Cheeseman withdrew and ultimately faced Carson Jones. However, some interpreted it as Cheeseman actively avoiding the son of Shea Neary. Given Cheeseman’s fighting pride, does he find it upsetting to read such comments?

“Yes,” he said emphatically before the question had finished. His voice — which had been level throughout — suddenly became animated. “As a fighter, you are competitively minded. When you see people slagging you off: ‘Oh, you must be worried, you don’t want to fight this person,’ I do, I do want to fight ’em, of course I want to fight ’em. But that’s why you have a manager, and that’s why you have a promoter. Otherwise I’d be like a journeyman and fight every week [laughs].”

Cheeseman desperately pleaded with Tony Sims to allow him to take the Metcalf fight. However Sims, once again, found himself having to curb Cheeseman’s enthusiasm.

Sims was of the belief that the fight deserved to be made for at least the British title and didn’t feel that the contest would make financial sense. Cheeseman conceded that his trainer made a valid point.

“James Metcalf is a huge fight,” Cheeseman said. “People were going: ‘You pulled out of the fight!’ I said to Tony: ‘Look, I want to take the fight for the eliminator to stop people talking rubbish.’ He said: ‘What does other people’s rubbish mean? You are fighting for yourself. There’s a life after boxing and you’ve got to get as much out of it as you can. Would you fight for tuppence in an eliminator or fight for good money for the British title? There’s no point. The fight is worth more than an eliminator.’

“I’m not one bit worried about fighting Metcalf. I think I’ll clean the floor with Metcalf. But it’s got to make business sense as well. You are training for eight to 12 weeks for a fight. You don’t want to fight for nothing. I haven’t gave up all my years from 12 years old to now, all them years of not getting paid, to now be paid nothing. I’m not in it purely for the money, I’m in it to go as far as I can, but I’m not going to get underpaid at the same time. You don’t go work in an office because you enjoy it and do it for free, do ya?”
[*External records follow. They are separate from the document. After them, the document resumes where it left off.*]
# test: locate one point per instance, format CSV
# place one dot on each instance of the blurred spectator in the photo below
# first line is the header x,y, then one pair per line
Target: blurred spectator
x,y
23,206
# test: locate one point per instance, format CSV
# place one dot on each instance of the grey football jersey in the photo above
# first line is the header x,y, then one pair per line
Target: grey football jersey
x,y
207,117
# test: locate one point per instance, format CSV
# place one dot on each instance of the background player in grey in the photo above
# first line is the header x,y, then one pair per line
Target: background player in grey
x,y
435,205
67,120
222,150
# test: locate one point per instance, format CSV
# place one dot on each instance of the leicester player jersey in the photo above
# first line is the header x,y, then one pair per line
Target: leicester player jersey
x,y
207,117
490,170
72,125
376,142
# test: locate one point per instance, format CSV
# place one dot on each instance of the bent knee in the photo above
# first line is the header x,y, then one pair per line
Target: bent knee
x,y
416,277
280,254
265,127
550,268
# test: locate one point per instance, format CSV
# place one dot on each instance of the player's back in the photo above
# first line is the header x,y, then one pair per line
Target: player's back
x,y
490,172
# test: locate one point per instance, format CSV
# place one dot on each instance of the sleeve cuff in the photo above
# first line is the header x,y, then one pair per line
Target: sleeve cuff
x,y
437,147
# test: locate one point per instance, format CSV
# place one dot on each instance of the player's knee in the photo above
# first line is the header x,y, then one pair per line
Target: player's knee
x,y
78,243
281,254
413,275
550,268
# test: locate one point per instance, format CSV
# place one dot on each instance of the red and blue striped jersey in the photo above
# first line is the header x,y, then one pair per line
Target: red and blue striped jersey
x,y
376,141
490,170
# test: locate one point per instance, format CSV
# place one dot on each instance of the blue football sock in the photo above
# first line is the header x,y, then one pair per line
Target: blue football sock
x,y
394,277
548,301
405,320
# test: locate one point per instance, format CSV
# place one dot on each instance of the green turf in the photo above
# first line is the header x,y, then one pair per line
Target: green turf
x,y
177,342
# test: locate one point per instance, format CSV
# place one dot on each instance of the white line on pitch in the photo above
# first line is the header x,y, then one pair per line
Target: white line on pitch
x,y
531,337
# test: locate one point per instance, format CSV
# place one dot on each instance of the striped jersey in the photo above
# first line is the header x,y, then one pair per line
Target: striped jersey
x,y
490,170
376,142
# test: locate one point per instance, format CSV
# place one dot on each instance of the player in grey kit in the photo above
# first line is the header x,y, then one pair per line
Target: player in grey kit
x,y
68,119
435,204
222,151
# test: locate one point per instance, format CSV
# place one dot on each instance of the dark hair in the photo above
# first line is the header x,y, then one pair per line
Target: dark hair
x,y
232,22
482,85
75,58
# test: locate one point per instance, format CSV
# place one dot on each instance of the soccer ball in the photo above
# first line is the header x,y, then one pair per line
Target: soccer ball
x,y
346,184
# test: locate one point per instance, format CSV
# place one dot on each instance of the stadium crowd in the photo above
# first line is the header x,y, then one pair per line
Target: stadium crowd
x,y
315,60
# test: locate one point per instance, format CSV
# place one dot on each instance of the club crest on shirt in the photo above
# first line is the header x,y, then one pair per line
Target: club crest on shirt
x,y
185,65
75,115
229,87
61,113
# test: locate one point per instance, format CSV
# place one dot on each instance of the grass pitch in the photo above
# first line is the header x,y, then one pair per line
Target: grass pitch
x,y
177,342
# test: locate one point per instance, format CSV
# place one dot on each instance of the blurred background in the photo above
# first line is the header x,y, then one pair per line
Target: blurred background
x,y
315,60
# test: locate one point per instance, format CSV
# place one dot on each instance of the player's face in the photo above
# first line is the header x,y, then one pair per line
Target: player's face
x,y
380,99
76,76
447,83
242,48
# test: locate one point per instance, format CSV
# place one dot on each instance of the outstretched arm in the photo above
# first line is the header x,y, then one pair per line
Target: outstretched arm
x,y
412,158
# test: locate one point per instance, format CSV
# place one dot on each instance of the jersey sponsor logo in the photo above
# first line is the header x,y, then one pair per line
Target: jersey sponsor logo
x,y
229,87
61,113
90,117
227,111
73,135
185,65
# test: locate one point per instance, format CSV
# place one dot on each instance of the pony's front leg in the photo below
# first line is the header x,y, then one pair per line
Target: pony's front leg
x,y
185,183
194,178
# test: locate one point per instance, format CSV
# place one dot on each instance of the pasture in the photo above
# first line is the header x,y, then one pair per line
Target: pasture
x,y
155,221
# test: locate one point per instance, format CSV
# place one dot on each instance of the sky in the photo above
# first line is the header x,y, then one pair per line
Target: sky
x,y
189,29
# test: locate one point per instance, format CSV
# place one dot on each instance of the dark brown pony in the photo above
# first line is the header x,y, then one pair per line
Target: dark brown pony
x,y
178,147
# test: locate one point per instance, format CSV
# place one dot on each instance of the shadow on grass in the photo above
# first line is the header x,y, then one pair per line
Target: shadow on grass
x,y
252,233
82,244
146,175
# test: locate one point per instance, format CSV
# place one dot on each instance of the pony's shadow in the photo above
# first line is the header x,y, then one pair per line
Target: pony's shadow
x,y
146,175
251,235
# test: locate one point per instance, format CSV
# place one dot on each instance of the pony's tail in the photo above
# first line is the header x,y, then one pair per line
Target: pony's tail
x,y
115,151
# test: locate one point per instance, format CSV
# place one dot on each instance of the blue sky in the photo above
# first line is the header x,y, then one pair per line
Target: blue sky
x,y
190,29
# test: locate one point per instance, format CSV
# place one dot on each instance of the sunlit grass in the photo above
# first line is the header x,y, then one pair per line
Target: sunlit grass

Becoming au fait with the financial side of the sport is the latest in what Cheeseman feels have been many lessons he has learned from boxing. As such, he believes he now possesses a level of maturity that belies his years.

“Boxing puts an old man’s head on a young man’s shoulders,” he said. “You’ve learnt a lot in life. It gives you discipline. You travel the world, you’ve been around older people who’ve been there and done it. You are always around good people and it turns you into a good person.

“Before this, I lived on a council estate where, to be honest, most of my mates are in trouble now — in jail or still on the streets selling drugs to try to earn a pound note. I could have done that, or I could do this. My mum and dad aren’t the wealthy mum and dad who are like: ‘Here you go, boy. You have everything.’ They’ve supported me as much as they can, but I push hard myself. I pushed for sponsors and I’ve managed to get there and do it myself. Luckily, now I’m in a good position. Hopefully it was worth all the risks I took.

“To be honest, I’d like a world title next. I just leave it to Charlie and Tony. Hopefully it’s a defence of my WBA, unless I get another title. I don’t like to call people out, but I like to defend my corner. If someone says I’m worried or I don’t want the fight, I’ll tell the truth, but I don’t care who I fight, to be honest.

“Pushing towards the end of the year, Sam Eggington would be a great fight. Our styles would gel and if I could beat him, it would be a massive win.

“As Charlie and Tony said, I need a couple more learning fights, then I’d take one of them big fights. By that time, I’d have learnt enough and be fully ready. In my head, I won’t feel like I’m taking a chance. It will just be: ‘I’m ready for the fight. Let’s do it.’”

*At the time of writing. Cheeseman's record is now 14-0, 9 KOs.